In many vertebrate species, we find temporally stable traditions of socially learned behaviors. The social structure of animal populations is highly diverse and it has been proposed that differences in the social organization influence the patterns of information propagation. Here, we provide results of a simulation study of information propagation on real-life social networks of 70 primate groups comprising 30 different species. We found that models that include the social structure of a group differ significantly from those that assume random associations of individuals. Information spreads slower in the structured groups than in the well-mixed groups. While we found only a minor effect on the path lengths of the transmission chains, robustness against information extinction was strongly influenced by the group structure. Interestingly, robustness against information loss was not correlated with propagation speed but could be predicted reasonably well by relative strength assortativity—a structural network metric. In those groups where highly pro-social individuals preferentially interact with other pro-social individuals, information was more likely to be lost. Our results show that incorporating group structure in any social propagation model significantly alters predictions for spreading patterns, speed, and robustness of information.

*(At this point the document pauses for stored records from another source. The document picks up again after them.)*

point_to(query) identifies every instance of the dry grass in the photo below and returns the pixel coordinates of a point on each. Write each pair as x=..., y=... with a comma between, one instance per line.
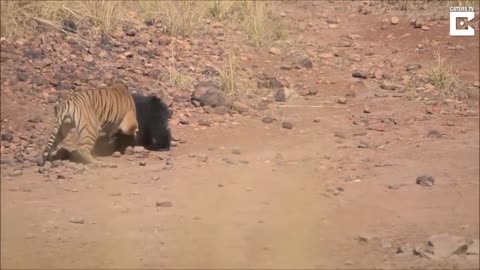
x=442, y=77
x=260, y=25
x=221, y=9
x=19, y=17
x=229, y=74
x=178, y=17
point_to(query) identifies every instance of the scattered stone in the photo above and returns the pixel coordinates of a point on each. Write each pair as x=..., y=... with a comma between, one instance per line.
x=77, y=220
x=204, y=122
x=163, y=204
x=8, y=137
x=386, y=243
x=221, y=110
x=388, y=85
x=405, y=250
x=365, y=238
x=275, y=51
x=304, y=62
x=425, y=180
x=342, y=100
x=418, y=23
x=236, y=151
x=131, y=32
x=118, y=34
x=202, y=157
x=413, y=67
x=22, y=76
x=445, y=245
x=473, y=248
x=360, y=74
x=129, y=150
x=208, y=94
x=239, y=107
x=16, y=172
x=287, y=124
x=434, y=134
x=268, y=119
x=283, y=94
x=394, y=20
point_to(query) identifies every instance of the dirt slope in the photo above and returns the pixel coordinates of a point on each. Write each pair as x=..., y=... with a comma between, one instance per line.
x=338, y=190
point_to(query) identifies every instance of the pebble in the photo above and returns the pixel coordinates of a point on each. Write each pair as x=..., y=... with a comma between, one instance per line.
x=360, y=74
x=342, y=100
x=204, y=122
x=163, y=204
x=394, y=20
x=202, y=158
x=275, y=51
x=268, y=119
x=77, y=220
x=287, y=125
x=425, y=180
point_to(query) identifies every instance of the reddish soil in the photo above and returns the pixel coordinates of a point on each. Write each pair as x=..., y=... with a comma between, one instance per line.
x=338, y=190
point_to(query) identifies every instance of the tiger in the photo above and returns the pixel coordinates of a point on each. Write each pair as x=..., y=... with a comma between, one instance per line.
x=93, y=113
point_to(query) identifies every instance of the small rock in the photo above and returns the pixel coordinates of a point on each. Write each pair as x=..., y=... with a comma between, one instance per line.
x=425, y=180
x=445, y=245
x=304, y=62
x=16, y=172
x=360, y=74
x=275, y=51
x=163, y=204
x=221, y=110
x=388, y=85
x=365, y=238
x=204, y=122
x=418, y=23
x=202, y=158
x=268, y=119
x=287, y=125
x=131, y=32
x=8, y=137
x=77, y=220
x=129, y=150
x=239, y=107
x=22, y=76
x=413, y=67
x=405, y=250
x=208, y=94
x=434, y=134
x=473, y=248
x=342, y=100
x=394, y=20
x=118, y=34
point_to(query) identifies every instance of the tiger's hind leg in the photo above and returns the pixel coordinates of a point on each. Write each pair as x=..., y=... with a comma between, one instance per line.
x=129, y=124
x=58, y=134
x=86, y=145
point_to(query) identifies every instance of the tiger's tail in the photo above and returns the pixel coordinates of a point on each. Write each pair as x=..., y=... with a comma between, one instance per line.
x=53, y=138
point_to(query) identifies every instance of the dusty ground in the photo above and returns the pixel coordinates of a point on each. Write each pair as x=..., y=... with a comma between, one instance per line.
x=338, y=190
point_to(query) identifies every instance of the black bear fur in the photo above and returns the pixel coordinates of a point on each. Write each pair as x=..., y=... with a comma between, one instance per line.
x=154, y=132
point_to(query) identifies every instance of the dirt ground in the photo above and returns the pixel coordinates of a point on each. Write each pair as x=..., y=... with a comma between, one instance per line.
x=338, y=190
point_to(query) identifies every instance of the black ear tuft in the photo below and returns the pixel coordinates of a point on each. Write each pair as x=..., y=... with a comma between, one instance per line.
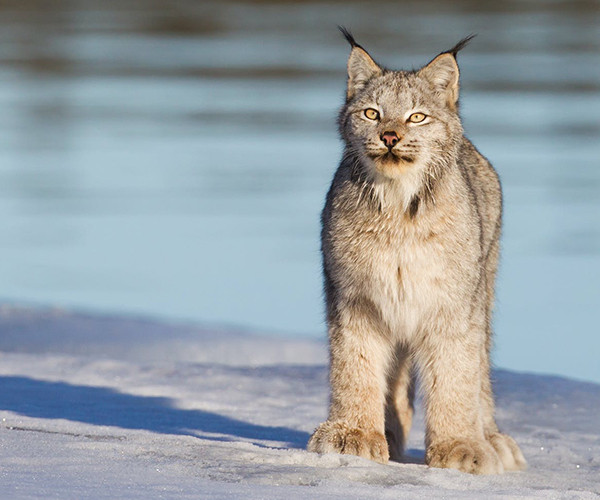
x=460, y=45
x=348, y=36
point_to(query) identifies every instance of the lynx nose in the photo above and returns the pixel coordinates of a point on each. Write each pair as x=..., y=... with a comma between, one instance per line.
x=390, y=139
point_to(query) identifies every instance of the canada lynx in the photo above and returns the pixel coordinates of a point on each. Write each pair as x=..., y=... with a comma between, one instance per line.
x=410, y=237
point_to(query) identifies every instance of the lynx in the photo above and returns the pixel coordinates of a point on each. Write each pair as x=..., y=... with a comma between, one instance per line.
x=410, y=243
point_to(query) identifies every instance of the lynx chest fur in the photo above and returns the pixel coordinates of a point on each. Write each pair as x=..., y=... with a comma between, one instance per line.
x=410, y=241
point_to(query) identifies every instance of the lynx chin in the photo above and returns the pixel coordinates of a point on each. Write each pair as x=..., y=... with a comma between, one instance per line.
x=410, y=242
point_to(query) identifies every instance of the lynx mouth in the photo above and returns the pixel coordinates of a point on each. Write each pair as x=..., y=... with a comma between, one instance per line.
x=391, y=157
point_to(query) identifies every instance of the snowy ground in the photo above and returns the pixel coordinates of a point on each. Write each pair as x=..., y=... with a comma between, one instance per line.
x=97, y=407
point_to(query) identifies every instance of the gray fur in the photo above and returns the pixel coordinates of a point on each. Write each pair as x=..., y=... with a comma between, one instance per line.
x=410, y=242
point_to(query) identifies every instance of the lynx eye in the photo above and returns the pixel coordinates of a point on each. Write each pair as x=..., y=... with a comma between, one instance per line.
x=372, y=114
x=417, y=117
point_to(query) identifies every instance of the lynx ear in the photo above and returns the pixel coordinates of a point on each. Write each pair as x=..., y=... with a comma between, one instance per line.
x=361, y=66
x=443, y=73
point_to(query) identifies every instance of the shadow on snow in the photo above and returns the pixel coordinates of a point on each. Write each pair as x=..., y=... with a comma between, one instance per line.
x=103, y=406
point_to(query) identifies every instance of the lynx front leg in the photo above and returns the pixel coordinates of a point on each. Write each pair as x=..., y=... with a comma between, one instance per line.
x=399, y=407
x=506, y=447
x=452, y=382
x=357, y=374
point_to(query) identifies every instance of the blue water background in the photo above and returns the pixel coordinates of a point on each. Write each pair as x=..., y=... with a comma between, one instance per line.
x=171, y=158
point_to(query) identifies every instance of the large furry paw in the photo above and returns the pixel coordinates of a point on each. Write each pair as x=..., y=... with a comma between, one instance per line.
x=339, y=437
x=508, y=451
x=466, y=455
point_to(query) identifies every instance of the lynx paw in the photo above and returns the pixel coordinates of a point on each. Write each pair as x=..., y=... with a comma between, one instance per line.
x=338, y=437
x=508, y=451
x=475, y=457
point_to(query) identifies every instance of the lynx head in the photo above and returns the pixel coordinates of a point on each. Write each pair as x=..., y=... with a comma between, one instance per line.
x=401, y=127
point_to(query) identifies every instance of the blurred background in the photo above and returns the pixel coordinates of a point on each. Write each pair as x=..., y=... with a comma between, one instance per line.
x=170, y=158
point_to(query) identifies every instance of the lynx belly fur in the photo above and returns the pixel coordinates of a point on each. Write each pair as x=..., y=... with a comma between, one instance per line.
x=410, y=241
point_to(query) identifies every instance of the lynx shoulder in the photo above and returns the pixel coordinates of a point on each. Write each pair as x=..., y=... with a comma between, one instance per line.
x=410, y=242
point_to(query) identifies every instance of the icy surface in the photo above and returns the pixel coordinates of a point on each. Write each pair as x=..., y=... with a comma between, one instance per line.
x=98, y=407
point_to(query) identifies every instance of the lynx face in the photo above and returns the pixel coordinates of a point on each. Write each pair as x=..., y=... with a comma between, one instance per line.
x=397, y=123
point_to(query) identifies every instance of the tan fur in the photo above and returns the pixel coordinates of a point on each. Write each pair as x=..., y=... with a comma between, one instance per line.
x=410, y=248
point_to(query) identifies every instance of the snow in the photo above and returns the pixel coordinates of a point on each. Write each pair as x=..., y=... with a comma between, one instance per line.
x=117, y=407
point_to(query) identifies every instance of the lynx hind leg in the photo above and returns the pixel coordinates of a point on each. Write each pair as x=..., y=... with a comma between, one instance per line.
x=507, y=449
x=399, y=405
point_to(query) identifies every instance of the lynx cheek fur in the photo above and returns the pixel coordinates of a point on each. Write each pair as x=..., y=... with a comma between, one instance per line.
x=410, y=237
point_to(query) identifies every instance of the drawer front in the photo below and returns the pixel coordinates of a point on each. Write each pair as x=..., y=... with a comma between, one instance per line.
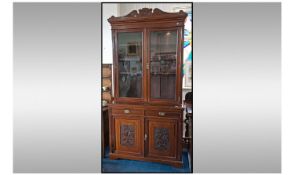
x=160, y=113
x=128, y=111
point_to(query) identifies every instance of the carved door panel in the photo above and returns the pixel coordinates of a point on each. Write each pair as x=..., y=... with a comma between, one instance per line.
x=161, y=137
x=129, y=135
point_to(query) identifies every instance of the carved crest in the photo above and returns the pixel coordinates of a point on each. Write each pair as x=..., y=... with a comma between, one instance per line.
x=145, y=12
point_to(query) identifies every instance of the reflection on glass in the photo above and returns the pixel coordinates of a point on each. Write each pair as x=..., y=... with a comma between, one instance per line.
x=130, y=64
x=163, y=54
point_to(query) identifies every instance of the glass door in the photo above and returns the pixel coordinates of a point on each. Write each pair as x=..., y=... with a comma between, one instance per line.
x=163, y=64
x=129, y=54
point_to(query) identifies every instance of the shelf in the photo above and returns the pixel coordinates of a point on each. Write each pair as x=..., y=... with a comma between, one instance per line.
x=152, y=73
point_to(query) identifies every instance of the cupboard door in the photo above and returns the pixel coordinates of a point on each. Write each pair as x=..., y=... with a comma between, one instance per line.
x=129, y=135
x=163, y=56
x=129, y=62
x=162, y=137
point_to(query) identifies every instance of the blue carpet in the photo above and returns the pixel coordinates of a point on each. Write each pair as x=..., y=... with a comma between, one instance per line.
x=131, y=166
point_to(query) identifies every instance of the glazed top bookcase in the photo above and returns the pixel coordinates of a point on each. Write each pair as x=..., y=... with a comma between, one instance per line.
x=147, y=49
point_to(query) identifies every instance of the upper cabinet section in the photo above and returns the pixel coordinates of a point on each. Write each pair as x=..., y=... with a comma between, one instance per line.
x=148, y=18
x=130, y=64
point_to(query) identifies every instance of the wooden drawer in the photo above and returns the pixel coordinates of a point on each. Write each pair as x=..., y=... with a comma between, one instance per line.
x=161, y=113
x=128, y=111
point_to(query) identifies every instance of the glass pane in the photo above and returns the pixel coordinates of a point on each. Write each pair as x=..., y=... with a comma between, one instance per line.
x=130, y=64
x=163, y=54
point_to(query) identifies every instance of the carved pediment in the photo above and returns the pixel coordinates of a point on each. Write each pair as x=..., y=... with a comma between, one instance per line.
x=145, y=12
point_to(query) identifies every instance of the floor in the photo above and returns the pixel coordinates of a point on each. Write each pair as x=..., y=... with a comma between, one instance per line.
x=131, y=166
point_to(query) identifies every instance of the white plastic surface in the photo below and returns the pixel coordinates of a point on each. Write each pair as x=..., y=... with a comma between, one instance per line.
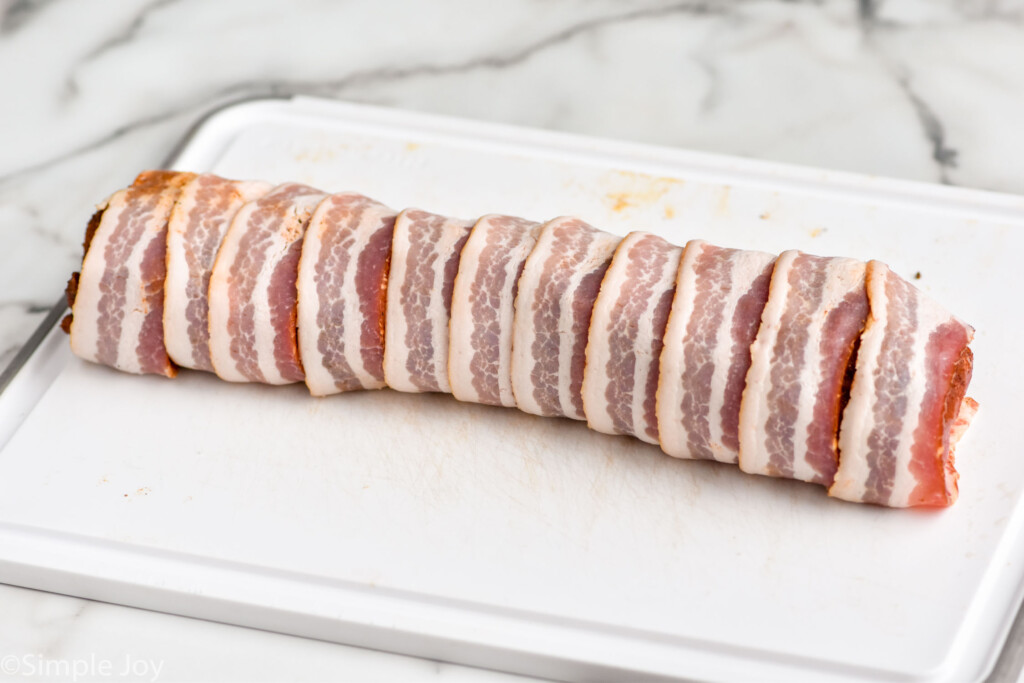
x=481, y=535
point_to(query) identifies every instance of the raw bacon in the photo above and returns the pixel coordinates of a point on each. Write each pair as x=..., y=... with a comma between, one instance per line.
x=196, y=228
x=118, y=310
x=252, y=290
x=482, y=308
x=819, y=369
x=907, y=407
x=424, y=262
x=557, y=290
x=620, y=381
x=343, y=281
x=788, y=418
x=716, y=312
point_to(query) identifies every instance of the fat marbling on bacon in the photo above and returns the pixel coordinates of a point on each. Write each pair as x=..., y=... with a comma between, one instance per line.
x=253, y=298
x=715, y=315
x=425, y=255
x=907, y=406
x=195, y=230
x=825, y=370
x=790, y=414
x=557, y=290
x=118, y=299
x=620, y=381
x=483, y=308
x=343, y=281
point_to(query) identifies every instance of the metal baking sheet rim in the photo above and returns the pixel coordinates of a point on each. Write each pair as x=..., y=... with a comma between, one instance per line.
x=1004, y=659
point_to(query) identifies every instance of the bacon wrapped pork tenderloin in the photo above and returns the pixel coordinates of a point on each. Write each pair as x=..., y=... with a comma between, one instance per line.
x=826, y=370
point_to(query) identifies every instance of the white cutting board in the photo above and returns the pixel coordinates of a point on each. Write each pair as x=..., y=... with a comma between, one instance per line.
x=419, y=524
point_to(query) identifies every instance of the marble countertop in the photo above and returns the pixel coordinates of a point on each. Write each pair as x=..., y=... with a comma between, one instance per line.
x=925, y=90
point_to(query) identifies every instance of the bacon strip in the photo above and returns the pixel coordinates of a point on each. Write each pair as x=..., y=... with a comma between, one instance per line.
x=482, y=308
x=825, y=370
x=117, y=316
x=557, y=290
x=620, y=382
x=342, y=289
x=715, y=316
x=197, y=225
x=253, y=292
x=425, y=254
x=788, y=419
x=907, y=407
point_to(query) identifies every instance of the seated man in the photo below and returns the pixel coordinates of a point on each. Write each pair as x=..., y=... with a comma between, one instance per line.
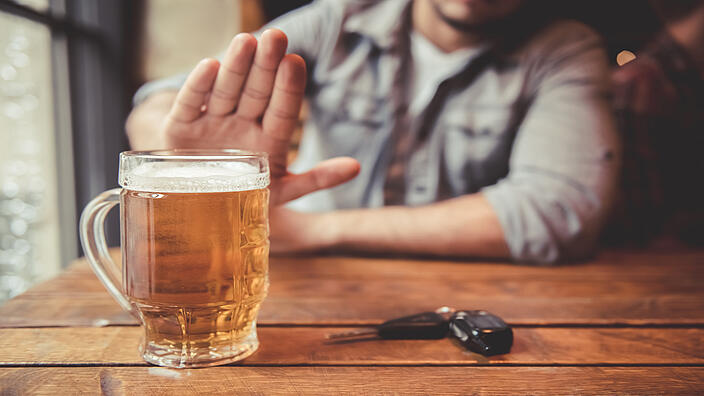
x=482, y=127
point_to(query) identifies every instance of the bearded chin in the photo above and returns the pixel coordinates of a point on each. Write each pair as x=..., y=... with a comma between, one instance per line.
x=486, y=28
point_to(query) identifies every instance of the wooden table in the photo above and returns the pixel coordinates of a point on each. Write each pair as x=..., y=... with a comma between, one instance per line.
x=624, y=323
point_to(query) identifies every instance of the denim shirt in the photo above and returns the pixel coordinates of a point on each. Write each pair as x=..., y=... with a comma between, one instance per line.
x=531, y=130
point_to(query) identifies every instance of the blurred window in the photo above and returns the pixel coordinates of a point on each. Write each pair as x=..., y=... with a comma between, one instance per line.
x=29, y=192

机译:在许多脊椎动物中,我们发现了社会学习行为在时间上稳定的传统。动物种群的社会结构高度多样化,有人提出社会组织的差异会影响信息传播的模式。在这里,我们提供了对包含30个不同物种的70个灵长类动物群体的现实社会网络上的信息传播进行仿真研究的结果。我们发现,包括一个群体的社会结构的模型与那些假定个人是随机关联的模型有很大的不同。在结构化组中,信息传播比在混合型组中传播慢。虽然我们发现对传输链的路径长度影响不大,但针对信息消灭的鲁棒性却受到组结构的强烈影响。有趣的是,针对信息丢失的鲁棒性与传播速度无关,但可以通过相对强度分类法(一种结构网络指标)合理地预测。在那些高度亲社会人士优先与其他亲社会人士互动的群体中,信息更有可能丢失。我们的结果表明,在任何社会传播模型中纳入群体结构都会大大改变对信息传播方式,速度和鲁棒性的预测。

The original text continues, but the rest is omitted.